Schematic of diagnosing LNM in postoperative OSCC patients by PDF-EV analysis based on microfluidic isolation using antibody-grafting microbeads. PDF is collected after neck dissection and ASPH+ PDF-EVs are isolated and purified through microbead-based immuno-affinity capture and release in microfluidic chips. Subsequent ELISA analysis of ASPH+ PDF-EVs enables fast diagnosis of LNM risk in postoperative OSCC patients. LNM, lymph node metastasis; OSCC, oral squamous cell carcinoma; PDF, postoperative drainage fluid; EVs, extracellular vesicles; ASPH, aspartate β-hydroxylase; ELISA, enzyme-linked immunosorbent assay

Experimental section

Proteomic analysis of EVs using liquid chromatography-mass spectrometry/mass spectrometry (LC-MS/MS)
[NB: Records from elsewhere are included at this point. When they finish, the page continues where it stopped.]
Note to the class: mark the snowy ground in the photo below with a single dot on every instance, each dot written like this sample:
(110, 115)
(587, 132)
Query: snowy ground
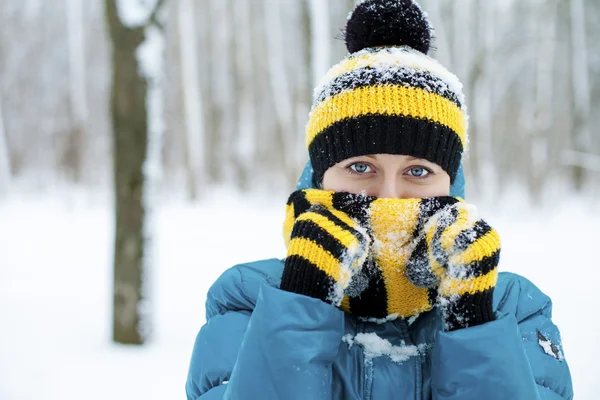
(55, 280)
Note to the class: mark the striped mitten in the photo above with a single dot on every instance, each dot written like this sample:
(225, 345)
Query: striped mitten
(457, 253)
(326, 249)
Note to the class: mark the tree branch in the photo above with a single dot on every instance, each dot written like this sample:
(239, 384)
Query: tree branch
(153, 19)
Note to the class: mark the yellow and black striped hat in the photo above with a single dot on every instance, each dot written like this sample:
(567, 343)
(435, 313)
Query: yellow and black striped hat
(388, 96)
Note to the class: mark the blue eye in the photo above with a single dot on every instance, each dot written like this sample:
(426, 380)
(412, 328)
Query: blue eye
(360, 168)
(418, 172)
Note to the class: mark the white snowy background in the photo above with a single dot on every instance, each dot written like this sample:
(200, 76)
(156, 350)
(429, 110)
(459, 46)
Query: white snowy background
(532, 121)
(56, 271)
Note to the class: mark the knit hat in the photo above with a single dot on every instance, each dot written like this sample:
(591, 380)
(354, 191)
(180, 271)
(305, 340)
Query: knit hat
(388, 96)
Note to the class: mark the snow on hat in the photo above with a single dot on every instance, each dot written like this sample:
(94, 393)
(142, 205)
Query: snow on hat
(388, 96)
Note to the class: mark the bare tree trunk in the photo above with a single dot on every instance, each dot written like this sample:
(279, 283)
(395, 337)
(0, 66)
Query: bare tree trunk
(580, 86)
(134, 105)
(74, 151)
(5, 173)
(194, 146)
(319, 39)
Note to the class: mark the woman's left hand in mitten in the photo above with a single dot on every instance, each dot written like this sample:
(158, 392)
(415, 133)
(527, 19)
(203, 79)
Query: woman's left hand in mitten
(457, 253)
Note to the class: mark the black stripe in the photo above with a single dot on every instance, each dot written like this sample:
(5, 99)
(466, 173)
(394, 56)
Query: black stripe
(303, 277)
(386, 134)
(354, 205)
(407, 77)
(298, 199)
(309, 230)
(483, 266)
(330, 216)
(418, 270)
(372, 302)
(466, 238)
(469, 310)
(432, 296)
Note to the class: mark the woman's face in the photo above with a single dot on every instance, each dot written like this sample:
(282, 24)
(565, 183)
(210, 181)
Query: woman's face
(388, 176)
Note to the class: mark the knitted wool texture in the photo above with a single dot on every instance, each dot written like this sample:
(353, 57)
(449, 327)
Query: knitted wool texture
(387, 99)
(401, 276)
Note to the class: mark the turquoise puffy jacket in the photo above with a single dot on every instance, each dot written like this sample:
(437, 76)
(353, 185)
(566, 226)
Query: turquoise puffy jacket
(260, 342)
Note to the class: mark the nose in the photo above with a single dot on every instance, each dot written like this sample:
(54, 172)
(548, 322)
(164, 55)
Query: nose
(392, 188)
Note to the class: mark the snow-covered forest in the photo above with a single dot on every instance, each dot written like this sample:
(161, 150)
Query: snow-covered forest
(228, 90)
(238, 82)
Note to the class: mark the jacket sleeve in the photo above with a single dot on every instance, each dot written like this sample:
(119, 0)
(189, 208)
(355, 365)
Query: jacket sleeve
(283, 349)
(518, 356)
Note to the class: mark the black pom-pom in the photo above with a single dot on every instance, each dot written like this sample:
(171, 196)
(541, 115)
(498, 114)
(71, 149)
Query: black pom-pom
(388, 23)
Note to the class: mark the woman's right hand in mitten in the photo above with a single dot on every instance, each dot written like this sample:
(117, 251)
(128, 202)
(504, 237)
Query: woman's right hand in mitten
(326, 249)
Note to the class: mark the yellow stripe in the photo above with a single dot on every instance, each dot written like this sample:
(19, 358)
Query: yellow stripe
(386, 100)
(450, 287)
(346, 238)
(392, 224)
(319, 257)
(483, 247)
(345, 305)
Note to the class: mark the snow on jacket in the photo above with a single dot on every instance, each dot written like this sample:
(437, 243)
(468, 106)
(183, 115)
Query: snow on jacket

The proteomic profiles of the PDF-EVs were determined by Wuhan GeneCreate Biological Engineering Co., Ltd. For more detailed information, please refer to our previous work [25].

Evaluation of EV isolation by antibody-grafted microbeads

At first, the cell culture medium or PDF obtained from patients was pre-centrifuged to remove potential cells or cellular debris. Subsequently, 0.1 g of the as-prepared antibody-grafted microbeads was added into the supernatant of the cell culture medium or PDF, stirred and incubated for one hour to bond specific EVs. After then, the microbeads were collected by gentle centrifugation and washed with PBS for 3 times. To release the captured EVs from the surface of the microbeads, glycine-HCl was added into the suspension of the EVs-microbeads complex at the final concentration of 0.1 M, and then 1 M Tris-HCl was added dropwise to set the pH value at 7.4 for the final solution. After removing the microbeads by gently centrifuging, the suspension containing target EVs was obtained.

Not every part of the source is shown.